2 Nephi 25:22
1830 Edition
Wherefore, these things shall go from generation to generation, as long as the earth shall stand; and they shall go according to the will and pleasure of God; and the nations which shall possess them, shall be judged of them according to the words which are written;
Changes
Simple English
So these things will pass from one generation to another. They will last as long as the earth stands. They will go according to God’s will and pleasure. The nations that have them will be judged by them. They will be judged by the words that are written.
Paraphrase
These writings will pass from generation to generation as long as the earth exists. They’ll go wherever God decides. And the nations that receive them will be judged by what’s written in them.
Notes
Written in approximately 550 B.C., 2 Nephi 25:16-26 provides an excellent example of a "theological anachronism."

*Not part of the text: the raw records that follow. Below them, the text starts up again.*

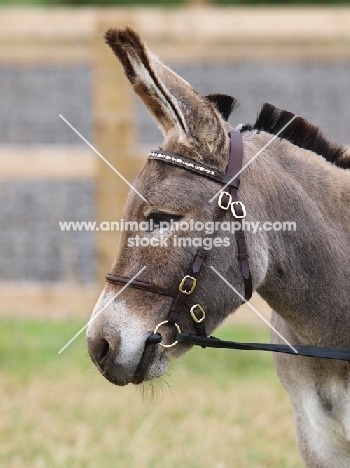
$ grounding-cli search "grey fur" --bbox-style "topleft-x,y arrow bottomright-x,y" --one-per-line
87,27 -> 350,467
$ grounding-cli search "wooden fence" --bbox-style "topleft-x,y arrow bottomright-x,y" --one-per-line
0,6 -> 349,317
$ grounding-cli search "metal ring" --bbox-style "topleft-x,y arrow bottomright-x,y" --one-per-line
190,304 -> 206,324
153,320 -> 181,348
231,201 -> 246,218
218,191 -> 232,210
179,275 -> 197,295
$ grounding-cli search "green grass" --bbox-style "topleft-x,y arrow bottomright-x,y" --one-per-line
0,317 -> 302,467
178,323 -> 276,385
0,317 -> 275,384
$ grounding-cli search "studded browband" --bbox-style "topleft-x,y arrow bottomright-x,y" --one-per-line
106,129 -> 252,341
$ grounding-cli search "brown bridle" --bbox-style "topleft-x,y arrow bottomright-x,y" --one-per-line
104,130 -> 350,362
106,129 -> 252,344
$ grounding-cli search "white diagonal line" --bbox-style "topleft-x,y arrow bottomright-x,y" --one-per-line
58,266 -> 147,354
59,114 -> 148,203
210,266 -> 298,354
209,115 -> 297,203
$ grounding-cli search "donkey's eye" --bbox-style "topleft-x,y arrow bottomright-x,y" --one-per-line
146,212 -> 182,231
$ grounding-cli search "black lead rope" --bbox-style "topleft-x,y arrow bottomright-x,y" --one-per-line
146,333 -> 350,361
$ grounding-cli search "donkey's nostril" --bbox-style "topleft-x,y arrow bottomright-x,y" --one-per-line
87,336 -> 113,367
98,339 -> 110,364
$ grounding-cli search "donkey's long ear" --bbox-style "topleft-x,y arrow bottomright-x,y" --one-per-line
105,27 -> 190,137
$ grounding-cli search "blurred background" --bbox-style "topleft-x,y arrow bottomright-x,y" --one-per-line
0,2 -> 349,467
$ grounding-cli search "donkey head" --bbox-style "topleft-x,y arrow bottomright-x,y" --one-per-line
86,27 -> 266,386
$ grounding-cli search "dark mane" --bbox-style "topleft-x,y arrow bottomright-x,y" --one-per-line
243,103 -> 349,169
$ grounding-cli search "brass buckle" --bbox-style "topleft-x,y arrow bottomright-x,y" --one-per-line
179,275 -> 197,295
190,304 -> 206,324
231,201 -> 246,218
218,191 -> 232,210
153,320 -> 181,348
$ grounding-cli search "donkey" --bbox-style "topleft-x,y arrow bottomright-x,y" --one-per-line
86,27 -> 350,467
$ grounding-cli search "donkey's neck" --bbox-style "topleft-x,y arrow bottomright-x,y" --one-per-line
246,134 -> 350,346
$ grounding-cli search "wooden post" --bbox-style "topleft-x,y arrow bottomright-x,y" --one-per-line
93,21 -> 136,282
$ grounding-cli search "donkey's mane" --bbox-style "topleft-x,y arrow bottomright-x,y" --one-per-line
242,103 -> 349,169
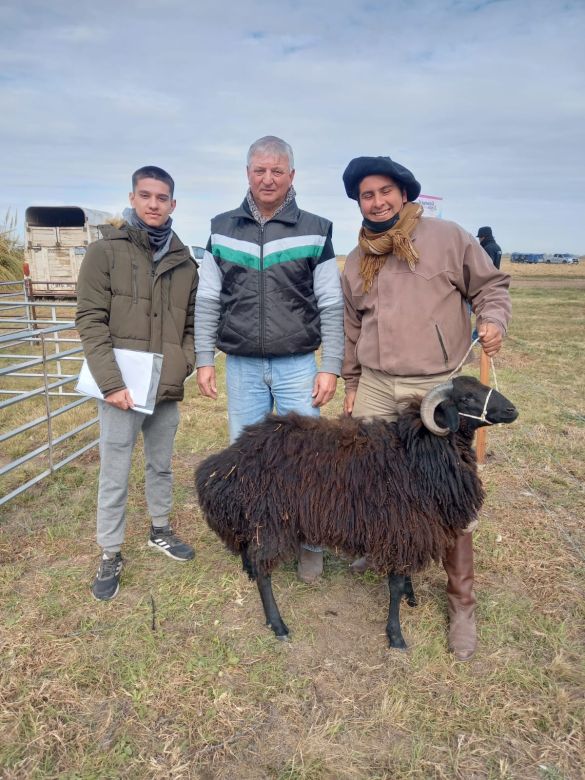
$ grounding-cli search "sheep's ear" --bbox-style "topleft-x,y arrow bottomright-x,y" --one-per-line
434,401 -> 460,432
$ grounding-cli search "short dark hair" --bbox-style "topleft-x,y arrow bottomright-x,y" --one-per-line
132,166 -> 175,198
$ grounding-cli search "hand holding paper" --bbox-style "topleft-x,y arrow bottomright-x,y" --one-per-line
104,387 -> 135,410
76,348 -> 163,415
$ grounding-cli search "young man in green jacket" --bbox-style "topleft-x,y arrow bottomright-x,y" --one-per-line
76,166 -> 199,601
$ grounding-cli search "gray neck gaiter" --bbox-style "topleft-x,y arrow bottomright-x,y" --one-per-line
123,207 -> 173,262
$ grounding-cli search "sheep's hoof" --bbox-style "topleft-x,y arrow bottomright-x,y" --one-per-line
388,637 -> 408,651
266,620 -> 290,640
405,596 -> 418,608
276,633 -> 290,642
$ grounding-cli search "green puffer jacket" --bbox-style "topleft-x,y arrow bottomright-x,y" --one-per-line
76,222 -> 198,402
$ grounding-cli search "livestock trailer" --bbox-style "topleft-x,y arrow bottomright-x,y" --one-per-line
24,206 -> 112,298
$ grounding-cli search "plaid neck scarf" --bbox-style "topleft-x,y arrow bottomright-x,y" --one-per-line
246,186 -> 296,226
358,201 -> 423,292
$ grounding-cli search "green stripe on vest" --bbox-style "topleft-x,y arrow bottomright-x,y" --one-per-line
263,244 -> 323,269
212,244 -> 260,270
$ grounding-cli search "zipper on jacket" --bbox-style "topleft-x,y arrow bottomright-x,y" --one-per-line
167,273 -> 173,310
132,264 -> 138,304
259,224 -> 265,355
435,324 -> 449,365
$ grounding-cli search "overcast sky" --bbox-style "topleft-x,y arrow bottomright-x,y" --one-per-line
1,0 -> 583,254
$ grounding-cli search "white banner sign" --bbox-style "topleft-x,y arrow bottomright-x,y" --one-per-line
416,194 -> 443,218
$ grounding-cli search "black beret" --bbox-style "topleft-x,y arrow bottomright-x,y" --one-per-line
342,156 -> 421,202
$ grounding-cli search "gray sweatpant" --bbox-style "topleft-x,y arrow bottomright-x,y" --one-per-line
96,400 -> 180,552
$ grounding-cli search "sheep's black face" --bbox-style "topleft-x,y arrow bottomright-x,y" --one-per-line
484,388 -> 519,424
452,376 -> 518,427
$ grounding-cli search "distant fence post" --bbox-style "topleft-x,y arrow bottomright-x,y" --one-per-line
475,350 -> 490,465
23,276 -> 38,328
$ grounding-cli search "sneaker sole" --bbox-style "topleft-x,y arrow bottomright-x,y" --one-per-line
91,582 -> 120,601
147,540 -> 194,561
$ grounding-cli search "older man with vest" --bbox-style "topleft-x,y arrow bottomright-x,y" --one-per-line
195,135 -> 344,583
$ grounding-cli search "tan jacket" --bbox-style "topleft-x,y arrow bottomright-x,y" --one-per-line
341,217 -> 511,390
76,223 -> 198,402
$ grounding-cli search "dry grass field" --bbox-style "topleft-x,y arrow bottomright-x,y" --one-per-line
0,263 -> 584,779
335,256 -> 585,280
500,256 -> 584,278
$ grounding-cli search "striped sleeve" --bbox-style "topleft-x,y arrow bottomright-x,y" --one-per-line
313,255 -> 344,375
195,247 -> 222,367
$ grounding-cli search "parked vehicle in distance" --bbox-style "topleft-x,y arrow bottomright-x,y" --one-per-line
190,246 -> 205,266
544,253 -> 580,264
510,252 -> 544,264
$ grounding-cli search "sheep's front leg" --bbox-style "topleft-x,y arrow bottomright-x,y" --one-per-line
387,573 -> 408,650
257,573 -> 289,640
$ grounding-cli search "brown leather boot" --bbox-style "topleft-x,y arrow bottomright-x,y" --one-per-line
443,533 -> 477,661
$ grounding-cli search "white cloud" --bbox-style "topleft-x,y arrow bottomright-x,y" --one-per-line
0,0 -> 583,252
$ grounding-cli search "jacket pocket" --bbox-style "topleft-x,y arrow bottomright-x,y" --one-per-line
434,323 -> 449,365
131,264 -> 138,304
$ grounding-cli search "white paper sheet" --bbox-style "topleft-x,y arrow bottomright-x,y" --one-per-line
76,348 -> 163,415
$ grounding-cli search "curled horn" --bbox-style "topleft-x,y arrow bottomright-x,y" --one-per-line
420,381 -> 453,436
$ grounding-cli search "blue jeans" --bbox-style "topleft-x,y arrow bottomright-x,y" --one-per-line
226,352 -> 321,554
226,352 -> 320,443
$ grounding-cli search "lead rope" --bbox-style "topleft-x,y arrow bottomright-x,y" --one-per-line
447,337 -> 499,390
448,337 -> 500,425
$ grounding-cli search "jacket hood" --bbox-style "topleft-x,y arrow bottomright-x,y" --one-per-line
98,221 -> 187,254
107,215 -> 126,229
99,221 -> 128,239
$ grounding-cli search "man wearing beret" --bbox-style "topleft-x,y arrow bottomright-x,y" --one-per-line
341,155 -> 511,661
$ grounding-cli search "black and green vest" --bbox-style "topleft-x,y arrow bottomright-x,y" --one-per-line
208,198 -> 334,357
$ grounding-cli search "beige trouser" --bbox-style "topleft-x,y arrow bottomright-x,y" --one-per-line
353,367 -> 454,422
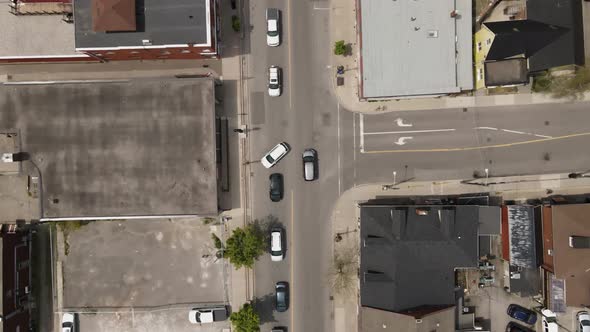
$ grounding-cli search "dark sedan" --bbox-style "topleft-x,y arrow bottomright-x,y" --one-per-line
507,304 -> 537,325
269,173 -> 284,202
506,321 -> 535,332
275,281 -> 289,312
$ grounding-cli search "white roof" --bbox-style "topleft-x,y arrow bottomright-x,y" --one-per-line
359,0 -> 473,98
271,231 -> 281,251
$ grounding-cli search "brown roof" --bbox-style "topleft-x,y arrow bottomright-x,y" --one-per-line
92,0 -> 136,32
552,204 -> 590,306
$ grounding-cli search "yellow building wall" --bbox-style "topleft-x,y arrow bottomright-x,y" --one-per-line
474,26 -> 495,89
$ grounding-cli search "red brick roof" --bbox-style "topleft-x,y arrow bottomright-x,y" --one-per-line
92,0 -> 136,32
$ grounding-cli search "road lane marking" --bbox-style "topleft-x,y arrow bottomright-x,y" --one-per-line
362,131 -> 590,154
337,103 -> 341,194
364,128 -> 456,135
476,126 -> 553,139
394,137 -> 413,145
290,191 -> 294,331
395,118 -> 413,127
359,114 -> 365,152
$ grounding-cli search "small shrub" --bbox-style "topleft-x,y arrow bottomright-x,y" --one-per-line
232,15 -> 241,32
202,217 -> 216,225
212,233 -> 223,249
334,40 -> 346,56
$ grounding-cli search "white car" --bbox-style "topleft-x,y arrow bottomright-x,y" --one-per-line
270,227 -> 284,261
62,313 -> 75,332
541,308 -> 558,332
268,65 -> 282,97
188,307 -> 228,324
261,142 -> 289,168
577,311 -> 590,332
266,8 -> 280,46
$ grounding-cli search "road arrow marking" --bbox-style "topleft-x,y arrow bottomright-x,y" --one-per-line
395,118 -> 413,127
394,137 -> 413,145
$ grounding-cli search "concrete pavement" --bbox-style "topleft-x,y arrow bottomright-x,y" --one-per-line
329,0 -> 590,113
331,172 -> 590,332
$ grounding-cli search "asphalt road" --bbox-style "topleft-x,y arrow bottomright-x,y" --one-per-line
244,1 -> 590,332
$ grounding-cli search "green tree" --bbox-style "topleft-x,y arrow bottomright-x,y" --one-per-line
334,40 -> 346,56
225,224 -> 265,268
230,303 -> 260,332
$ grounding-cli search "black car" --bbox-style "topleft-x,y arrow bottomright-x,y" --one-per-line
507,304 -> 537,325
506,321 -> 535,332
269,173 -> 284,202
275,281 -> 289,312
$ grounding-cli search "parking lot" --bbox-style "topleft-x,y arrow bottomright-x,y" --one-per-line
60,218 -> 228,310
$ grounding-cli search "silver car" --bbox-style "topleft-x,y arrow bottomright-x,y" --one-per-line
302,148 -> 317,181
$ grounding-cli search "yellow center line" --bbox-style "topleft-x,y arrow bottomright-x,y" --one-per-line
363,131 -> 590,154
290,190 -> 295,331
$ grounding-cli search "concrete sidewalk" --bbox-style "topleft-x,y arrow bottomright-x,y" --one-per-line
331,172 -> 590,332
328,0 -> 589,113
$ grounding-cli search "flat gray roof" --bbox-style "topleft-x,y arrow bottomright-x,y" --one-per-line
74,0 -> 210,49
0,11 -> 79,58
484,59 -> 529,87
359,0 -> 473,98
0,78 -> 217,218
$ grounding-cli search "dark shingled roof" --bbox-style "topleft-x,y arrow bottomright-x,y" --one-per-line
360,205 -> 480,312
484,0 -> 584,72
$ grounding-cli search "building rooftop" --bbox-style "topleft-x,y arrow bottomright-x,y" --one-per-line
484,0 -> 584,72
359,0 -> 473,98
0,10 -> 81,58
74,0 -> 211,49
484,59 -> 528,87
360,205 -> 480,312
0,78 -> 218,219
551,204 -> 590,307
360,306 -> 455,332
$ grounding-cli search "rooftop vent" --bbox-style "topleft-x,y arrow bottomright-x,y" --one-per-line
427,30 -> 438,38
142,39 -> 152,46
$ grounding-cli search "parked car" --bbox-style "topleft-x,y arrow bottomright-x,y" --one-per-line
261,142 -> 290,168
541,308 -> 558,332
275,281 -> 289,312
302,148 -> 317,181
506,322 -> 535,332
270,227 -> 284,261
577,311 -> 590,332
268,65 -> 282,97
266,8 -> 280,46
269,173 -> 284,202
62,313 -> 75,332
188,307 -> 228,324
507,304 -> 537,325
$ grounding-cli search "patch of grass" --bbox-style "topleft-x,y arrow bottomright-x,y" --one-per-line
232,15 -> 241,32
487,86 -> 518,95
202,217 -> 217,225
212,233 -> 223,249
56,220 -> 88,256
532,72 -> 552,93
334,40 -> 346,56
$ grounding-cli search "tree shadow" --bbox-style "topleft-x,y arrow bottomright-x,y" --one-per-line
253,215 -> 283,252
345,43 -> 353,57
252,293 -> 277,324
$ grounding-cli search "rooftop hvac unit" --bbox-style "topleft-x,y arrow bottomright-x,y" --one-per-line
415,319 -> 423,324
142,39 -> 152,46
2,153 -> 14,163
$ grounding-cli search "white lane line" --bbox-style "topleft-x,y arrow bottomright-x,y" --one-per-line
364,128 -> 456,135
474,126 -> 498,131
337,103 -> 341,194
360,114 -> 365,153
502,129 -> 527,135
534,134 -> 553,138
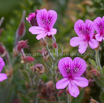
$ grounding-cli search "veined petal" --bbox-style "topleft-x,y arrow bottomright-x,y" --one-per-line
72,57 -> 87,77
78,42 -> 88,54
0,57 -> 5,72
85,19 -> 94,38
89,39 -> 98,49
73,77 -> 88,87
0,73 -> 7,81
48,28 -> 57,36
58,57 -> 73,78
29,26 -> 44,34
94,17 -> 103,34
74,20 -> 85,38
47,10 -> 57,28
68,80 -> 79,97
95,33 -> 103,42
70,37 -> 83,47
36,9 -> 48,28
56,78 -> 69,89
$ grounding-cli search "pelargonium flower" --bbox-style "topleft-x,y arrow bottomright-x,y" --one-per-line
94,17 -> 104,42
29,9 -> 57,40
0,57 -> 7,81
70,19 -> 98,54
56,57 -> 88,97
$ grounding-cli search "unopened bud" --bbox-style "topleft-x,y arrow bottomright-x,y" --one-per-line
5,66 -> 13,77
13,48 -> 18,57
90,69 -> 100,77
40,39 -> 47,46
38,49 -> 49,61
52,42 -> 57,48
0,43 -> 7,57
16,11 -> 26,39
23,56 -> 35,63
58,90 -> 65,96
31,63 -> 45,74
26,10 -> 38,26
16,40 -> 29,52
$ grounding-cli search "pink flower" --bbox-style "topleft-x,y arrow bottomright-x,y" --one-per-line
70,19 -> 98,54
29,9 -> 57,40
0,57 -> 7,81
56,57 -> 88,97
94,17 -> 104,42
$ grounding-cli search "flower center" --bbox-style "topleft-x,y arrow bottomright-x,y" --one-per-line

LDS scholar, Grant Hardy observes: "In 1831, Alexander Campbell, one of the book's first critics (and certainly the first one to read it carefully), famously observed that it seemed to weigh in on all the popular religious questions of the day, including 'infant baptism, ordination, the trinity, regeneration, repentance, justification, the fall of man, the atonement, transubstantiation, fasting, penance, church government, religious experience, the call to the ministry , the general resurrection, eternal punishment, who may baptize, and even the question of freemasonry, republican government, and the right of the man.' This is a fair list, and references to these topics-or their analogous counterparts-can be found throughout the Book of Mormon." -Hardy, Understanding the Book of Mormon, p. 184
M.T. Lamb writes, "The whole Old Testament, as we have it, proceeds upon the assumption that these new Testament truths were not fully understood by the Old Testament writers. The entire system of bloody sacrifices, as found in the law of Moses, would have been the silliest nonsense to him had he understood in full the great plan of redemption to which this system looked forward in type... It would hardly seem possible for language to state more clearly or positively that the mystery of Christ's incarnation and the modus operandi or method of human salvation HAD NOT been revealed to the world until the Apostle's day. That while the Old Testament authors had presented the truth, it had been so presented in type, shadow, symbol and figure that it was not an could not be understood by them, not even by the angels of God..." -M.T. Lamb, The Golden Bible; or The Book of Mormon, Is It From God? (New York: Ward and Drummand, 1887), pp. 148.